- Theatrical release poster
- Directed by: A. J. Sujith
- Written by: A. J. Sujith
- Produced by: A. J. Sujith A. Banu
- Starring: Ashok Kumar; Leesha Eclairs; Suresh;
- Cinematography: Sha
- Edited by: Idris K.
- Music by: Srikanth Deva
- Production company: Golden Glory Movies
- Distributed by: Nimo Productions
- Release date: 5 August 2023;
- Country: India
- Language: Tamil

= Priyamudan Priya =

Priyamudan Priya is a 2023 Indian Tamil-language drama film directed and produced by A. J. Sujith and starring Ashok Kumar and Leesha Eclairs in the lead roles. The film was released on 5 August 2023.

The film garnered attention for being the 100th film that music composer Srikanth Deva worked on.

== Cast ==
- Ashok Kumar as Markendeya
- Leesha Eclairs as Priya
- Suresh
- Thalaivasal Vijay
- Jeeva
- A. Venkatesh
- Baby Vedhika
- Baby Meera
- Vaibhavi Joshi

==Production==
The film began production in September 2013, with a photoshoot held with Ashok Kumar and Rashmi Gautam. In May 2015, Srikanth Deva announced that the project would mark his 100th venture as a music composer. By July 2016, Rashmi had exited the project and been replaced by Leesha Eclairs, who worked on the films alongside her commitments on the unreleased Sirikka Vidalama and Podhu Nalan Karudhi (2019).

The film began release promotions, almost ten years after the launch, with a ceremony held to facilitate Srikanth Deva.

== Reception ==
Prior to its theatrical release, the film was shown at international film festivals including the PIFFA International Film Festival held in Malaysia. Ashok Kumar won the best actor award for his performance in the film at the ceremony.

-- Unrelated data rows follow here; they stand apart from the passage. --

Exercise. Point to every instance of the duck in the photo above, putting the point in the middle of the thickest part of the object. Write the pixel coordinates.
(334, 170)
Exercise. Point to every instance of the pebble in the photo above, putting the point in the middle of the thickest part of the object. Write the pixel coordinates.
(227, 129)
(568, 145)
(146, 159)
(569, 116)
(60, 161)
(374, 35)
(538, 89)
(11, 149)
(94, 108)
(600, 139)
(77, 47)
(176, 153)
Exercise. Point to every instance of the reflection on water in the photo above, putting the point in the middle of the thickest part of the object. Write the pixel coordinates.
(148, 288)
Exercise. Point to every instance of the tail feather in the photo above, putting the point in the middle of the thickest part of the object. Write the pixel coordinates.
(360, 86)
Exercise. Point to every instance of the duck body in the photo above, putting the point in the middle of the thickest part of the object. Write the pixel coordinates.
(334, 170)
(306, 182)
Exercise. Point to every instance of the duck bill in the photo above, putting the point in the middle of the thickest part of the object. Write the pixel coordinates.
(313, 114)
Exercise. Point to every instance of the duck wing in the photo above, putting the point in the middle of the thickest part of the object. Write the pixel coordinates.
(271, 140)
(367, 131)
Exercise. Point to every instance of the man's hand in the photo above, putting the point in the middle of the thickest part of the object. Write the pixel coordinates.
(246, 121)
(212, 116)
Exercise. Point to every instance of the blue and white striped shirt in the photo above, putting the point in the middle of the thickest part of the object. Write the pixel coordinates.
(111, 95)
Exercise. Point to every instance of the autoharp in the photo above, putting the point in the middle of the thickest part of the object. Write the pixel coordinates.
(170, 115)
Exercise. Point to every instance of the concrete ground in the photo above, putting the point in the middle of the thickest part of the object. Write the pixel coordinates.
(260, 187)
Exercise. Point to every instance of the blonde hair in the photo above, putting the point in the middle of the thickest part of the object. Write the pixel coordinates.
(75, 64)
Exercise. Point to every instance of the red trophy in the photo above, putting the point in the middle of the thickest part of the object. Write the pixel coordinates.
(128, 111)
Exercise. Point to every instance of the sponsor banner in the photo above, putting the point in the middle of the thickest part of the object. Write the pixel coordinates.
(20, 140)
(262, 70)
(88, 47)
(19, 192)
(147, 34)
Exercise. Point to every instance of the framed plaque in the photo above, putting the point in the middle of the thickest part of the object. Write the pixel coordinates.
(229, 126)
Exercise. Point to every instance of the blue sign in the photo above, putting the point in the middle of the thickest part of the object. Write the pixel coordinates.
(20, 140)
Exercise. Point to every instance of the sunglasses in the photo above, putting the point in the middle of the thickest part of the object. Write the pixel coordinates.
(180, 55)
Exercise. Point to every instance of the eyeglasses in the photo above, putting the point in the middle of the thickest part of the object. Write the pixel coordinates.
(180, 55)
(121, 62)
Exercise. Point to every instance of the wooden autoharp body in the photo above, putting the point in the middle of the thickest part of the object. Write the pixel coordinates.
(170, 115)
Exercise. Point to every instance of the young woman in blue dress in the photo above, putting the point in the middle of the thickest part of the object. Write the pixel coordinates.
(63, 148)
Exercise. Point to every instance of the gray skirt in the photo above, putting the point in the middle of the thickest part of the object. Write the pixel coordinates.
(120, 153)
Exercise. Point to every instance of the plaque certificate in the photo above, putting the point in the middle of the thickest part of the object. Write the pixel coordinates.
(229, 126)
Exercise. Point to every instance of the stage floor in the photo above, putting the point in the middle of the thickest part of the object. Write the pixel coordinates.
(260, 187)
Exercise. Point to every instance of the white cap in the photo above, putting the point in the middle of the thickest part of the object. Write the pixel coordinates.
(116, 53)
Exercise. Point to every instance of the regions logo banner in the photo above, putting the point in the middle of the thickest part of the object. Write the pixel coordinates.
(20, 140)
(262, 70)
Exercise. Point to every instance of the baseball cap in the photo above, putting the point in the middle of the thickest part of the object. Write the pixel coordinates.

The film was released on 5 August 2023 across theatres in Tamil Nadu. A Telugu dubbed version title Priyamaina Priya was released across Telangana and Andhra Pradesh on the same day. A critic from Dina Thanthi gave the film a mixed review noting that the film showed a "different tale of a girl stuck with a psychotic lover". A reviewer of the Telugu version noted it was "an engaging love story with thrilling elements".